[cpp-threads] Comments on n2094

Fri Sep 29 23:50:13 BST 2006

Peter Dimov wrote:
> Some brief comments:
> 
> Ion Gaztañaga wrote:
> 
>> a) The first consequence is that implementing an upgradable_mutex
>> using the suggested two condition variables + a mutex is not correct,
>> since all operations (including unlock()) will need to lock the
>> internal mutex, and that internal mutex locking can throw. Not that
>> this is worries me much, but it's a bit annoying.
> 
> This is only a problem if mutex::lock can succeed once and fail the 
> second time. This is usually not true for designs where failure comes 
> from allocating resources on first lock.

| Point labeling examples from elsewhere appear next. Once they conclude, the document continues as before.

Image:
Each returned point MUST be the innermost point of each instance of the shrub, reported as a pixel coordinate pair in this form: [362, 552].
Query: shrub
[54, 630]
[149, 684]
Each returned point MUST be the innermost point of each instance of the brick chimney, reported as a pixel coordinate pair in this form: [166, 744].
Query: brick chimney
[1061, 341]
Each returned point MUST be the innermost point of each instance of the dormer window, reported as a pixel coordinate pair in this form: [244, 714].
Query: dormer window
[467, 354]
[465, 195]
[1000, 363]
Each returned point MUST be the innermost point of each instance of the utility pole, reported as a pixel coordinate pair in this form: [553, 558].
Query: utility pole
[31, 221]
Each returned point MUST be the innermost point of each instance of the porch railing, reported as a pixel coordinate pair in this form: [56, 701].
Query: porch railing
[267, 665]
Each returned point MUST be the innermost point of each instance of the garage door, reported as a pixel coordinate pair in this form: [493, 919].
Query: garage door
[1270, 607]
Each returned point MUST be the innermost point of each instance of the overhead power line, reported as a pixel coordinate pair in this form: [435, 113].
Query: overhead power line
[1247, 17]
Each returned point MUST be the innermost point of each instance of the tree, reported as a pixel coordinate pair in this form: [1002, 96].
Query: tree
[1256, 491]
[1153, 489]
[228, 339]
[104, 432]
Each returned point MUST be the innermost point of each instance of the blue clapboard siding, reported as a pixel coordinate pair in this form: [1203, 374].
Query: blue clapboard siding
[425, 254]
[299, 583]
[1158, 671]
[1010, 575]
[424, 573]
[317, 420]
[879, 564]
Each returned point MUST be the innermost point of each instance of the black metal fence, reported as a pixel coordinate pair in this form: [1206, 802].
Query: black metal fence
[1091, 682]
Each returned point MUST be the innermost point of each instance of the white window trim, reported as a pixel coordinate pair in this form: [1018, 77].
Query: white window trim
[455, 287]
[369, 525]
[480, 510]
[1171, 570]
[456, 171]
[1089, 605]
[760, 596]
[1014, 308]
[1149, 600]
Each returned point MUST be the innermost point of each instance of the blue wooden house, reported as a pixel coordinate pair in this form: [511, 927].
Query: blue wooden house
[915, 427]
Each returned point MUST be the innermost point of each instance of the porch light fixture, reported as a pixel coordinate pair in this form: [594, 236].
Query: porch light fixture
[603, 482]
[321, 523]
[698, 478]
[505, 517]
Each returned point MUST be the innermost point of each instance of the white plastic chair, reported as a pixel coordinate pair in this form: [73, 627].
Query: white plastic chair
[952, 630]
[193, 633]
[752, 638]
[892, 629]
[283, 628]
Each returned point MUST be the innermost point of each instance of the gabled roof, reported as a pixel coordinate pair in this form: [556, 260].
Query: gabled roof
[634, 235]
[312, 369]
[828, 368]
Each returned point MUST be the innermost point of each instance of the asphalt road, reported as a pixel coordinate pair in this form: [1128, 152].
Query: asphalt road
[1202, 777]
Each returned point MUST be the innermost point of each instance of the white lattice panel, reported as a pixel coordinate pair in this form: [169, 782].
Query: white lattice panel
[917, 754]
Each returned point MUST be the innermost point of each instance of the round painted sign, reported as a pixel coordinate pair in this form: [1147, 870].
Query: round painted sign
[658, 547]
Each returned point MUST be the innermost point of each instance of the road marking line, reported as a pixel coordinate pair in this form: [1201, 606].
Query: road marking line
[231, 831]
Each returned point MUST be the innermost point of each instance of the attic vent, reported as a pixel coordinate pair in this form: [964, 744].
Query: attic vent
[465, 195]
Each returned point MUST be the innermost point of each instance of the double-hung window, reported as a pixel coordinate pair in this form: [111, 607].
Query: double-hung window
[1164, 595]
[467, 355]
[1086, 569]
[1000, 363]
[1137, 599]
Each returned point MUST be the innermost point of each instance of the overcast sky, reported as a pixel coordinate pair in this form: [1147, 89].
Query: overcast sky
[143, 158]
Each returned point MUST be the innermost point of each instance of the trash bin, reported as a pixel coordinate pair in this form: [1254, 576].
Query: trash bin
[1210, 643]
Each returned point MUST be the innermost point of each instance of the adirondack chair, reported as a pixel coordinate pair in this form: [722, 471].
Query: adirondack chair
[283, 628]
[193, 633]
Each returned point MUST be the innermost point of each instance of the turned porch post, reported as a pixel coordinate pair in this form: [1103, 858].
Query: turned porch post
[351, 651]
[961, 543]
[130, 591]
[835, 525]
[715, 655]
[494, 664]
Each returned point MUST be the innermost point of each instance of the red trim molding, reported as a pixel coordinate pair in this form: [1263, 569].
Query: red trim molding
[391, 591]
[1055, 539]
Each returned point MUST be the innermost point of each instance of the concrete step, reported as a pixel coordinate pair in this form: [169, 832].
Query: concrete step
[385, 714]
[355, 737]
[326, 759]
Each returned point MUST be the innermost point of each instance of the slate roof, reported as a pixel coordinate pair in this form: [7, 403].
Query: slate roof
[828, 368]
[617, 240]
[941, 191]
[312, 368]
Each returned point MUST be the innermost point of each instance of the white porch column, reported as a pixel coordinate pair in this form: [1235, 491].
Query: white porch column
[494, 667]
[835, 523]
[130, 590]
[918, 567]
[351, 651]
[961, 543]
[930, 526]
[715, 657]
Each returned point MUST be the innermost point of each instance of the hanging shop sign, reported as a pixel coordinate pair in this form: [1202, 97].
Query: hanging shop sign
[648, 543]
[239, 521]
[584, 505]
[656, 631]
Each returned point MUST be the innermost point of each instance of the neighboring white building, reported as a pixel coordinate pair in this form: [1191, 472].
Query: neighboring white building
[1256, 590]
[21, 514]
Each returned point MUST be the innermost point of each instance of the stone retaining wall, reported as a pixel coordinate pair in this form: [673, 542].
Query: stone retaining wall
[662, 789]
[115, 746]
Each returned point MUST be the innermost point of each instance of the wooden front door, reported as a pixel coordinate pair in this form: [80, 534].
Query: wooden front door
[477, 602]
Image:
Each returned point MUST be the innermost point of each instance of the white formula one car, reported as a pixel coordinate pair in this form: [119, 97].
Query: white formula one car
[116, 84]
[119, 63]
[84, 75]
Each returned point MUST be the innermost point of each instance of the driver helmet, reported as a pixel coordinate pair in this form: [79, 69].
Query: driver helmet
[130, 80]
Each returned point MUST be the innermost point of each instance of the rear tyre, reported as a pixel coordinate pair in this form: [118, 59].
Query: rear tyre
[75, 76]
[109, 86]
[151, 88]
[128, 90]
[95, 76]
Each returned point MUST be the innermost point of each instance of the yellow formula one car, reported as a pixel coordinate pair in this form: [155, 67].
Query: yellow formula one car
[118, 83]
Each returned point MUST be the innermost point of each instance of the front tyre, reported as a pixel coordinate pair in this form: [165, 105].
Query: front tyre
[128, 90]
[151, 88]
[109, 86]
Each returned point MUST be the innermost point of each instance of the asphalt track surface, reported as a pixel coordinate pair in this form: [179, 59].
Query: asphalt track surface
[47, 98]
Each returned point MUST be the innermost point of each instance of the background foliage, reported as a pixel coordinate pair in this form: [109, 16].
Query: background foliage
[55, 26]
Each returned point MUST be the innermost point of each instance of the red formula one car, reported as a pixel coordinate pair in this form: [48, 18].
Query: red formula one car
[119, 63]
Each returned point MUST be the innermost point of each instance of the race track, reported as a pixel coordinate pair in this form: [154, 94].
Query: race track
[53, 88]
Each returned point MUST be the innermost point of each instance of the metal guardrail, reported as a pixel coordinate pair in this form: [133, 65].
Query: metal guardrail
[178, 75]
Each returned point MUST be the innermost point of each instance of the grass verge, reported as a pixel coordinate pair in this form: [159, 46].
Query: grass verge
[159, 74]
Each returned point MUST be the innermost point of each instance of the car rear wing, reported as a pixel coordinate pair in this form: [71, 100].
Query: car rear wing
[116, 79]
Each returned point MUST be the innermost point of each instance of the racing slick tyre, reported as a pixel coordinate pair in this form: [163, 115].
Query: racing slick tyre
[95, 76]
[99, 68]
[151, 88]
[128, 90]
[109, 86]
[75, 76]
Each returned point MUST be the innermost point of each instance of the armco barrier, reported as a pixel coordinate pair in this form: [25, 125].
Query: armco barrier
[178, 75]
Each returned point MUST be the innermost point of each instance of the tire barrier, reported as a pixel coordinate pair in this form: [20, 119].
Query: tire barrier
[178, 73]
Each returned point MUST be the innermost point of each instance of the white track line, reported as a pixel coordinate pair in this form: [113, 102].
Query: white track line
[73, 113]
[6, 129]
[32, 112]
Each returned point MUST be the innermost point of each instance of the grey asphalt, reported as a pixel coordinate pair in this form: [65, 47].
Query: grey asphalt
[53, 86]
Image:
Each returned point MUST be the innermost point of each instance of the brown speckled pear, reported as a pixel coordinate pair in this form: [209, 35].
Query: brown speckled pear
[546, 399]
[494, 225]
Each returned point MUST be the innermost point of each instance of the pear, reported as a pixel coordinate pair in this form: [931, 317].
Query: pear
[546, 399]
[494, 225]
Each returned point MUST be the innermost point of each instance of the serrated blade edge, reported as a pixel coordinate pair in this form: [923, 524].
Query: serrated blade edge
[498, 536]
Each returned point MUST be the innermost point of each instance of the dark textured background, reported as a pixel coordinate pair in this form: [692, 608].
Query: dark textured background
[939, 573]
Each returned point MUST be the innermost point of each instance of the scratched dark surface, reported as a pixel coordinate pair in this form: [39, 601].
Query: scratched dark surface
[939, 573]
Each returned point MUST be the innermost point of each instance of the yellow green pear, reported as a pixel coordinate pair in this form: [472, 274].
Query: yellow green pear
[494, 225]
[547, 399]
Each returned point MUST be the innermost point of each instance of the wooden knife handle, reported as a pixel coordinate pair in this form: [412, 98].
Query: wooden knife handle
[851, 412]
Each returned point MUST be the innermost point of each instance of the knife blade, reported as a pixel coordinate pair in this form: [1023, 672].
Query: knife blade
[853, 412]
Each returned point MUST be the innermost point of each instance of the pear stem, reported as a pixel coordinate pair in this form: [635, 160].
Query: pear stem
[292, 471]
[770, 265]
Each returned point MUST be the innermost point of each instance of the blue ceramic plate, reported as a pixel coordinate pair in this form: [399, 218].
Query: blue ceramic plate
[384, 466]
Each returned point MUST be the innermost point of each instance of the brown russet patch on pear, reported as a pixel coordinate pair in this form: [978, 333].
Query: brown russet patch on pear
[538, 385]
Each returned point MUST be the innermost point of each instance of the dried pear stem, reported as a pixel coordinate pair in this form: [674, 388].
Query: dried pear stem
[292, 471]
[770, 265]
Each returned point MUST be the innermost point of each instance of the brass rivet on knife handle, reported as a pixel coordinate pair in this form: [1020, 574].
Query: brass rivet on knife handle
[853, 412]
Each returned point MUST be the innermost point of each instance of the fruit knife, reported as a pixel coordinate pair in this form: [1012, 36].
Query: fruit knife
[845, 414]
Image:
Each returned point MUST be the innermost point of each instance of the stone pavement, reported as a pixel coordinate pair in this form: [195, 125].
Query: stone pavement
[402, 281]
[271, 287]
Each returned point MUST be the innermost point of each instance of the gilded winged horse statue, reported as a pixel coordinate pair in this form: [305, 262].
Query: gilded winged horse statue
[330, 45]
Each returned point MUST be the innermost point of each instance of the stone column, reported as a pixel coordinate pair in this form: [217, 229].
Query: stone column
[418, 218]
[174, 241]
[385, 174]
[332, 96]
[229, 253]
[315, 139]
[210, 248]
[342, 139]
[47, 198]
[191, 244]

I'm taking some code snippets from the paper "Futexes Are Tricky" 
(http://people.redhat.com/drepper/futex.pdf) where glibc/linux mutex 
implementation philosophy is sketched. For example, a mutex is 
constructed with just an integer member:

class mutex
{
    public:

    mutex()
       :   val(0)
    {}

    void lock()
    {
       int c;
       if((c = compxchg(val, 0, 1)) != 0) {
          if(c != 2)
             c = xchg(val, 2);
          while(c != 0){
             futex_wait(&val, 2);
             c = xchg(val, 2);
          }
       }
    }

    void unlock()
    {
       if(atomic_dec(val) != 1){
          val = 0;
          futex_wake(&val, 1);
       }
    }

    private:

    int val;
};

The key is that the mutex does not store any resource handle. If there 
is no contention, no kernel call is made. When there is contention, a 
kernel call is made and that's when the race is solved and resources are 
acquired. We might think that we can have an additional atomic flag in 
the mutex to acquire resources in the first lock() call and then set the 
flag indicating that resources are already there. However, this 
disallows using the mutex as a process-shared mutex because once the 
file where mutex is constructed is remapped the information is not 
correct. On the other hand, the shown mutex can be used as a 
process-shared mutex, but resources could be acquired at any moment, 
when there is contention and we need to queue the thread in the kernel.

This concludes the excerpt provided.